Namun yang mengganjal mereka ada dalam poin perjanjian kerja sama, yakni pasal 6, yang menjelaskan pegawai honorer dilarang berpolitik praktis.
Agus Haris menilai poin tersebut tidak memiliki payung hukum yang jelas baik itu yang bersifat Undang-Undang maupun Peraturan Pemerintah hingga aturan daerah.
“Ini yang masih jadi soal. Nah di perjanjian kerja sama kok tidak boleh. Sementara di PKPU tidak ada larangan. Makanya Pemkot Bontang harus menjelaskan alasan larangan di dalam kontrak honorer,” ungkapnya.

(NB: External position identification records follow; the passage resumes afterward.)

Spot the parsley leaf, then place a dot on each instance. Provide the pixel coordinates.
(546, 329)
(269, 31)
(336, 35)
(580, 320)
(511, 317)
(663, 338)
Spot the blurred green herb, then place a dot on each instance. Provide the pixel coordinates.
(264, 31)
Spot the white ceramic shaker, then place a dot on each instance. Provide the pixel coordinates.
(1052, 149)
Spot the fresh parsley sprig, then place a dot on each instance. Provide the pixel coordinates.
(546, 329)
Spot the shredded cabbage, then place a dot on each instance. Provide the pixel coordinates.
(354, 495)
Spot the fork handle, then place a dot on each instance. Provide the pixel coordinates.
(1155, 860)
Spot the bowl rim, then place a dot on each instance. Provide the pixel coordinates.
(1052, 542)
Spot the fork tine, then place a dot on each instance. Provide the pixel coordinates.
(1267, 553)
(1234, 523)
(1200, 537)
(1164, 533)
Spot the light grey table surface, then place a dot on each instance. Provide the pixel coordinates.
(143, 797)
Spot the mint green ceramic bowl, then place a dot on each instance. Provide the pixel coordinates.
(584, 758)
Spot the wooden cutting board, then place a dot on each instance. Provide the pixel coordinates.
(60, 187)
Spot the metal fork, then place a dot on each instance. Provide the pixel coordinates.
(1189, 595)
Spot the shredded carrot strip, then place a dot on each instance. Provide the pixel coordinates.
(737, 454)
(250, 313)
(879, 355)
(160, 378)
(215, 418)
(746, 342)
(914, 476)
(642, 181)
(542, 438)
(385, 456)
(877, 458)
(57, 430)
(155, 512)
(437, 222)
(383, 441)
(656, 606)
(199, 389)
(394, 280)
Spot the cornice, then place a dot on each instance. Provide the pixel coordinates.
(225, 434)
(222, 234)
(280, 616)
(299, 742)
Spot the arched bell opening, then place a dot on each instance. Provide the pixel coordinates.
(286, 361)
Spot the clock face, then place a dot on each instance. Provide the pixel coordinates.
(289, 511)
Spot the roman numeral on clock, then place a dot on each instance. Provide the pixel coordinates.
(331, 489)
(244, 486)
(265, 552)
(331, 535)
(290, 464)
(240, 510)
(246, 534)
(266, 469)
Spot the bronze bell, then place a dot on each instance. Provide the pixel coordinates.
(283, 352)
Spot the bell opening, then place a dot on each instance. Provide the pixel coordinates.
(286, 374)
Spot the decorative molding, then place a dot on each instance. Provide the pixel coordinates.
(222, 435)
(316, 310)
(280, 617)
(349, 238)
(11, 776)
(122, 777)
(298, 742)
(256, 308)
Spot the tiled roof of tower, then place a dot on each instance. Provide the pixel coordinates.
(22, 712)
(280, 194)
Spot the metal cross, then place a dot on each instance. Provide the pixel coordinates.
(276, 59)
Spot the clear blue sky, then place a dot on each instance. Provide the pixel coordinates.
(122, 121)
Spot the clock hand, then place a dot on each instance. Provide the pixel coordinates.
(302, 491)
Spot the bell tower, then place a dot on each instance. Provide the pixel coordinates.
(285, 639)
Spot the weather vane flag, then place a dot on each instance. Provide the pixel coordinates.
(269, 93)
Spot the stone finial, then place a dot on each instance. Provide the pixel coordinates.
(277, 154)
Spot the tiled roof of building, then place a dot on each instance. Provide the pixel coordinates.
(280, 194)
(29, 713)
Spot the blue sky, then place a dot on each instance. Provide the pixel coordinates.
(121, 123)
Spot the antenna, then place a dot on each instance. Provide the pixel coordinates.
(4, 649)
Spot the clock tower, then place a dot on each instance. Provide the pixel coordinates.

Lebih lanjut, Ia juga mengusulkan agar TKD yang menjadi bacaleg diberikan kesempatan hingga batas Daftar Caleg Tetap (DCT) ditetapkan KPU Bontang.
“Setelah DCT ditetapkan mereka minta cuti sementara. Jangan dipecat dan posisinya jangan digantikan kepada orang lain,” pintanya.
Ketua KPU Bontang Erwin mengatakan mereka yang ikut pemilu yang wajib mundur, pada pasal 11 ayat satu huruf K, yakni kepala daerah, wakil kepala daerah, TNI, Polri, ASN, direksi, komisaris, atau yang pendapatannya bersumber keuangan negara.
Sehingga diluar dari pada item itu tidak wajib untuk mundur. Kecuali, ada aturan berbeda bakal calon legislatif masing-masing daerah.
“Kalau di dalam aturan kami TKD tidak dilarang. Bahkan dalam aturan Kemenkeu dalam 70 profesi yang dilarang tidak ada,” terang Erwin.
Sementara itu, Kepala Bidang Penilaian Kerja BKPSDM Bontang Arif Supriyadi mengatakan tenaga kontrak daerah tidak boleh berpolitik praktis. Hal itu sesuai dengan perjanjian kontrak kerja antara pihak pertama dan kedua.
“Ini satu-satunya acuan agar TKD memiliki ketentuan yang sama seperti ASN dan PPPK soal larangan berpolitik praktis,”terangnya.
Sebab di dalam aturan baik tingkat nasional hanya berbicara soal ASN, dan PPPK. Untuk itu Pemkot Bontang memasukkan poin salah satunya di pasal 6 dalam perjanjian kerja untuk TKD harus bersifat netral.